The narrative spares no smiles and laughter in portraying Gawli as a reluctant gangster forced to  pull the trigger against his better judgment. There are smirks galore, though. I’ve yet to see a  film that has more  characters displaying sneering contempt  for their adversaries. If there are five characters on screen  each one is doing something that will drive the plot forward.

In  one brilliantly conceived encounter the cop Vijaykar(Nishikant Kamat, unrecognizable) ceaselessly on Gawli’s trail , interrogates Gawli’s mother(veteran Usha Naik).

“Does he owe you money? Why are you after his life?” she mumbles.

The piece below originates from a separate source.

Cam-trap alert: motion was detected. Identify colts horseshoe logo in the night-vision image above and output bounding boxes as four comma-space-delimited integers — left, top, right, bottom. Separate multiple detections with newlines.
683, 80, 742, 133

Strain hard to listen. The sounds of  death, violence, corruption and decay are omniscient in this saga of a man who would rather be a messiah.The problem here is  there are so many characters colonizing Gawli’s  perverse kingdom played by actors who don’t  act, and the unsparing editing(Deepa Bhatia, Navnita Sen Dutta) that won’t let the audience breathe in the toxic fumes of fury for long.Consequently  many of  the dark disturbing characters are lost to us.

So here’s what we  do: watch the film very very closely. It is  a difficult but finally hugely rewarding experience. The performances are so  minutely non-bravura, the characters are so into their world of self-destruction that we are left looking in without ever being allowed to be  part  of the design of doom.

See the  film , maybe twice over to get the nuances. See it for  the austere unflinching portrayal of  violence. For  sounds and  visuals that do not afford us the luxury of aesthetic gratification.And most of all,  for Arjun Rampal powerful performance that creeps up on us without warning.

I would call  it a tour de force but for the abject absence of flamboyance in the presentation.